Lew Martell met Maria Sanchez when Nick was three years old. Lew married Maria when Nick was four, and legally adopted Nick as his own when he was five. Though they didn’t share blood, as far as Nick was concerned, Lew was his father in every way, and knew to the core of his soul that Lew felt the same way. Even a few years later, when Maria and Lew brought Nick two little sisters, he’d never been made to feel anything other than they were one hundred percent a family.
Yes, there was a blank space on Nick’s birth certificate where the biological father’s name should have been. Nick didn’t care. When he was eleven, and a middle school project about genealogy raised questions, Maria had sat her son down and explained the truth: She had gotten pregnant via a one-night stand when she was twenty. Drunk at a party, she’d made a foolish choice—but she was adamant that Nick knew she never thought of it as a mistake. That she took responsibility for her choice, that Nick had been a gift from God to her, and most of all, that she never regretted her decision to keep her baby.
Maria told her young son that she never even knew the man’s last name, which is why she hadn’t put one on the birth certificate. All she could tell Nick was he was white, probably some basic Anglo-Saxon mix, and he’d never known she was pregnant. Ashamed of her situation, she hadn’t tried to contact him. Maria had left her job and home in New York to live with relatives in Miami until Nick was born. When she met and fell in love with Lew, it had been another gift from God to her, and they built a family together, made a good life for their three kids.
Young Nick had been surprised, but didn’t give the news much thought. It did explain why even though Nick was proud to be Puerto Rican, there was something there that always felt . . . off. He’d heard some of his aunts whispering once when he was six years old, something about his white father, and he’d assumed it was about Lew . . . maybe not. Maybe his gut instincts had been strong even then. Also, his nose was too narrow, his hair was a little straighter, different from his mom and his relatives; and though he got as deep a tan as most of his relatives in the summer months, his skin just wasn’t quite the same rich dark gold as his mother’s.
So even at the young age of eleven, Nick was glad to know the truth about his conception because it helped some things make sense, things he felt that before he just couldn’t make sense of or verbalize. And knowing the truth . . . He’d pushed it into the recesses of his mind and went on with his life. It didn’t alter who he was. He had a dad who loved him. That’s all that mattered.
Now, as he walked up the front steps and unlocked the door to his parents’ house, it was his father he couldn’t wait to see the most.
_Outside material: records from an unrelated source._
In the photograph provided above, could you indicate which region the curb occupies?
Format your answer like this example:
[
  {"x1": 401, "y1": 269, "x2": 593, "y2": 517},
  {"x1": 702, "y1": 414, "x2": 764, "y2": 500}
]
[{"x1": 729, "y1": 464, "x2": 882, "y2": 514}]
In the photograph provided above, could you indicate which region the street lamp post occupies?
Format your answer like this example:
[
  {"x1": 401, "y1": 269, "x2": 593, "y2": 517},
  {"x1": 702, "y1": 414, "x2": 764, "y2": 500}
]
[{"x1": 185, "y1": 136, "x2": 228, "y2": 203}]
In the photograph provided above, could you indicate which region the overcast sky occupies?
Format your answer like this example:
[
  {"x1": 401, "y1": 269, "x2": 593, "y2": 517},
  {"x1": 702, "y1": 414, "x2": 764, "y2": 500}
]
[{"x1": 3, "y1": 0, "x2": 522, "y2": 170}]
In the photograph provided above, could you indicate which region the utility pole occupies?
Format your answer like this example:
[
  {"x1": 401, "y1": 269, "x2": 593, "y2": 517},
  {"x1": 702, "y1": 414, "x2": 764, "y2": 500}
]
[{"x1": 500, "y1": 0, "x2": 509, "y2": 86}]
He knew his mom would be proud, but his dad would be bursting with it.
“Hello?” Nick called out as he stepped into the living room. The spicy aroma of his mother’s cooking wafted in the air, enticing and comforting him at the same time.
“Ah!” His mother came in, rushing to hug him. She leaned back to look up into his face and held his cheeks. “You look good, mijo! You need a shave, but your eyes are smiling.”
“I’m twenty-nine, Ma,” he grumbled, teasing back. “You ever gonna stop telling me when I need to clean up?”
“No.”
“I don’t shave on my days off. I take a break. I’ve told you this.”
She shrugged and made a disdainful face that clearly expressed her thoughts.
He just chuckled. Her dry sass was one of the things he loved most about her.
“So what’s the big news?” she asked, her features brightening again. “I can’t wait to hear whatever you’re here to tell us. And I’m glad you asked for a family dinner to share it, so I get to see you.”
Nick rolled his eyes. He faithfully came for a family dinner every other Sunday. “Like you don’t see me. I come by!”
“Not enough.”
He groaned and nudged her gently with his elbow. “Admit it, you’re just happy to have an excuse to cook something special.”
“You said you had really big news, so yeah . . . I might’ve made one of your very favorites.”